Lost Universe is the science fiction anime equivalent of Slayers, by substantially the same staff and set in a parallel universe, and it’s pleasant enough. Unfortunately, it fizzles into very little by the end. Given its relatively small cast, very few of the characters have clear motivations, and the ultimate threat isn’t really threatening enough. When it appears that the void of space is what’s at stake rather than visible land and people, it’s much harder to connect.
Kane Blueriver is a trouble contractor, aided by his holographic assistant Canal. They quickly recruit “the best in the universe”, Millie, to their side and, after taking on a few contracts, they find themselves battling against the Lost Ships and, ultimately, Dark Star.
The concept of a “Lost Universe” is pretty cool. The Lost Ships represent ancient orthodoxies and technologies no longer within the ability of men to replicate. Had this aspect been explored, with maybe some ship archaeology performed, this could have turned out much more interesting than it did.
Alas! The Lost Ships are never really explained and, given the late nineties vintage of the animation, they don’t look much like anything at all. This was the era of half arsed CG, and the finished product suffers for it.
The three main characters are well defined enough to avoid complaint; Millie is initially an unwanted member of the team but ultimately proves herself to have core competencies. The one ditzy character allowed anywhere near the plot is so tangential that she doesn’t have to be worried about.
Kane and Canal are also invested with enough pathos to get by, but the rest of the cast are too muddied by mystery in the final examination. Rail, for instance … What the Hell is his deal? There’s a long time before his final reveal, but it doesn’t seem connected to anything that came before it.
Similarly, trump cards are set up early in the series and they pay off too late and too insignificantly.

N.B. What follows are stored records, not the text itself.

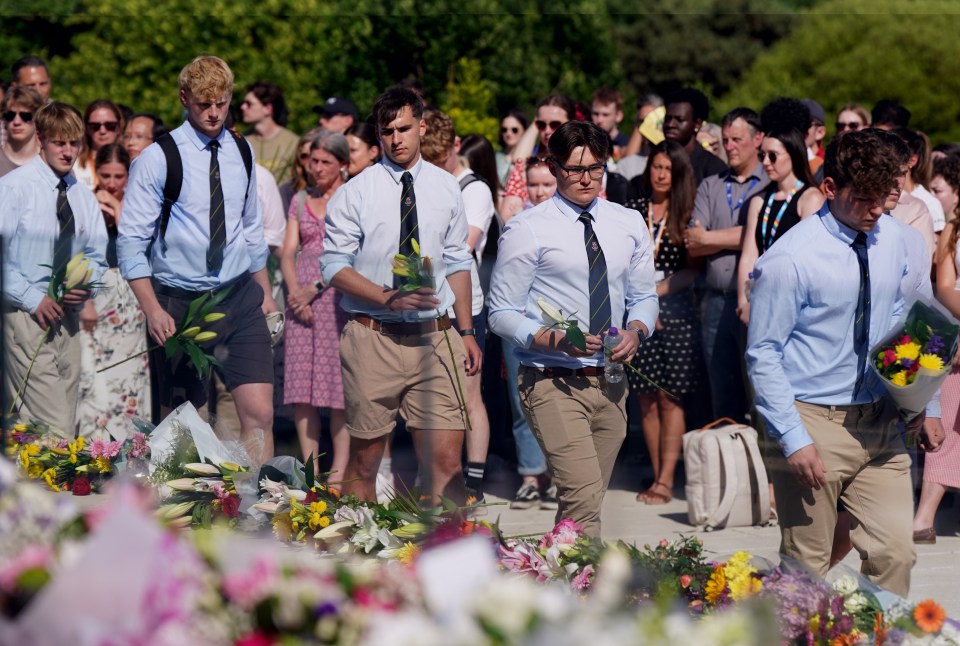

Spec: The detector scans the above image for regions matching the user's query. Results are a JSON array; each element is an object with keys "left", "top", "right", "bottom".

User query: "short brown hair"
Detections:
[
  {"left": 823, "top": 128, "right": 900, "bottom": 200},
  {"left": 2, "top": 86, "right": 43, "bottom": 113},
  {"left": 178, "top": 56, "right": 233, "bottom": 101},
  {"left": 591, "top": 86, "right": 623, "bottom": 109},
  {"left": 34, "top": 101, "right": 83, "bottom": 142},
  {"left": 420, "top": 109, "right": 456, "bottom": 166}
]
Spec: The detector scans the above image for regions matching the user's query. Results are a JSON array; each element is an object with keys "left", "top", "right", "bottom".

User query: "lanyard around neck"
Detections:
[
  {"left": 760, "top": 180, "right": 803, "bottom": 247},
  {"left": 647, "top": 200, "right": 669, "bottom": 258},
  {"left": 726, "top": 176, "right": 760, "bottom": 220}
]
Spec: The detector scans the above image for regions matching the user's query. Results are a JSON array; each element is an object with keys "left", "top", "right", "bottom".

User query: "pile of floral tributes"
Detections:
[{"left": 2, "top": 408, "right": 959, "bottom": 645}]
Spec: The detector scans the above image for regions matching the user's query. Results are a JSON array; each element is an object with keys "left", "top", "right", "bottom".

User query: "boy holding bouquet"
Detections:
[{"left": 746, "top": 129, "right": 944, "bottom": 597}]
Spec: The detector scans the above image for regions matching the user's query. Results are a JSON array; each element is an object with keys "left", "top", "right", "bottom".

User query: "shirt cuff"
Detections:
[
  {"left": 514, "top": 318, "right": 542, "bottom": 349},
  {"left": 119, "top": 257, "right": 153, "bottom": 282},
  {"left": 22, "top": 289, "right": 43, "bottom": 314},
  {"left": 926, "top": 391, "right": 942, "bottom": 419},
  {"left": 445, "top": 260, "right": 473, "bottom": 276},
  {"left": 778, "top": 422, "right": 815, "bottom": 458},
  {"left": 321, "top": 260, "right": 351, "bottom": 286}
]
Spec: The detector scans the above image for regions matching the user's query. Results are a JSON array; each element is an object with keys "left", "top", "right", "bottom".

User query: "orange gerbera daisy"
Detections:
[
  {"left": 914, "top": 599, "right": 946, "bottom": 633},
  {"left": 874, "top": 611, "right": 887, "bottom": 645}
]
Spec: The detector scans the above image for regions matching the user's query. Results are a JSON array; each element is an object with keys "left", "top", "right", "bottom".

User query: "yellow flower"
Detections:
[
  {"left": 13, "top": 423, "right": 27, "bottom": 432},
  {"left": 42, "top": 468, "right": 58, "bottom": 491},
  {"left": 19, "top": 444, "right": 39, "bottom": 470},
  {"left": 705, "top": 565, "right": 727, "bottom": 605},
  {"left": 317, "top": 515, "right": 330, "bottom": 528},
  {"left": 309, "top": 500, "right": 327, "bottom": 515},
  {"left": 895, "top": 342, "right": 922, "bottom": 361},
  {"left": 27, "top": 463, "right": 43, "bottom": 479},
  {"left": 308, "top": 512, "right": 324, "bottom": 530},
  {"left": 396, "top": 541, "right": 420, "bottom": 565},
  {"left": 67, "top": 437, "right": 84, "bottom": 464},
  {"left": 93, "top": 456, "right": 111, "bottom": 473},
  {"left": 272, "top": 514, "right": 293, "bottom": 541},
  {"left": 891, "top": 371, "right": 908, "bottom": 387},
  {"left": 918, "top": 353, "right": 945, "bottom": 371},
  {"left": 723, "top": 551, "right": 762, "bottom": 601}
]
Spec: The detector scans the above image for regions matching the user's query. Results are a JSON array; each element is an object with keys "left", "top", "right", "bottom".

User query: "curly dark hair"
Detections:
[
  {"left": 823, "top": 129, "right": 900, "bottom": 200},
  {"left": 760, "top": 98, "right": 811, "bottom": 136}
]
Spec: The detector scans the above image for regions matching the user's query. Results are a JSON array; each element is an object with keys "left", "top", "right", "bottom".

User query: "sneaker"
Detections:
[
  {"left": 465, "top": 486, "right": 486, "bottom": 507},
  {"left": 540, "top": 484, "right": 558, "bottom": 510},
  {"left": 509, "top": 482, "right": 540, "bottom": 509}
]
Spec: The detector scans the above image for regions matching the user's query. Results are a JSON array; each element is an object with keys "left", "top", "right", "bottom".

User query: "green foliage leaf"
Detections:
[{"left": 565, "top": 326, "right": 587, "bottom": 351}]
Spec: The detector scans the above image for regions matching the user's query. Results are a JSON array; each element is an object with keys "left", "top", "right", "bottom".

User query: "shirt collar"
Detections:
[
  {"left": 723, "top": 162, "right": 767, "bottom": 184},
  {"left": 381, "top": 155, "right": 423, "bottom": 185},
  {"left": 817, "top": 201, "right": 879, "bottom": 246},
  {"left": 552, "top": 192, "right": 599, "bottom": 220},
  {"left": 32, "top": 155, "right": 74, "bottom": 190},
  {"left": 183, "top": 121, "right": 227, "bottom": 151}
]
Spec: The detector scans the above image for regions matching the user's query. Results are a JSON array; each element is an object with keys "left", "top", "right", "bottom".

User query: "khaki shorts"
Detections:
[{"left": 339, "top": 319, "right": 468, "bottom": 438}]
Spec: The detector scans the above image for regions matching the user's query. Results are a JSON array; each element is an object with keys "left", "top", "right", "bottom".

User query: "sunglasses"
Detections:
[
  {"left": 87, "top": 121, "right": 119, "bottom": 133},
  {"left": 758, "top": 150, "right": 780, "bottom": 164},
  {"left": 501, "top": 126, "right": 520, "bottom": 134},
  {"left": 298, "top": 151, "right": 310, "bottom": 160},
  {"left": 535, "top": 120, "right": 564, "bottom": 131},
  {"left": 2, "top": 110, "right": 32, "bottom": 123},
  {"left": 836, "top": 121, "right": 861, "bottom": 132}
]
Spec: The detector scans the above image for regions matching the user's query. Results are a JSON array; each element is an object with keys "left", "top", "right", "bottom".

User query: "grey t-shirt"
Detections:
[{"left": 690, "top": 163, "right": 768, "bottom": 291}]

There are two series at play here: the episodic contract episodes are nice enough, and the first gives a very good sense of world building, with a suggestion of fantasy trappings in science fiction garb, but this is never truly followed through on. Nothing of any significance or of much hilarity (this is, ostensibly, a comedy series) happens in these episodes, but they’re nice enough.
The overarching drama that periodically shows up and eventually takes over is very Star Wars, with the laser swords that the characters use ultimately coming down to the simple matter of one character wanting another to join the dark side. Yes. Indeed.
Visually it’s from the same team as Slayers but the charm doesn’t translate to space and the endless black is oppressive. The team doesn’t have the nous to animate space operas in a meaningful way and consequently little of importance is conveyed in the largely identical action sequences that punctuate the episodes.
Lost Universe isn’t that uncommon in anime: a cool idea with potential that never quite delivers. It’s not a failure or write off, and I don’t regret watching it, but it’s lamentably inessential. The liner notes on the DVDs suggest that the novels upon which it’s based would be more satisfactory.
As far as anime goes, if you want basically the same thing but with terrestrial characters and a more properly realised world and story, Slayers is your series.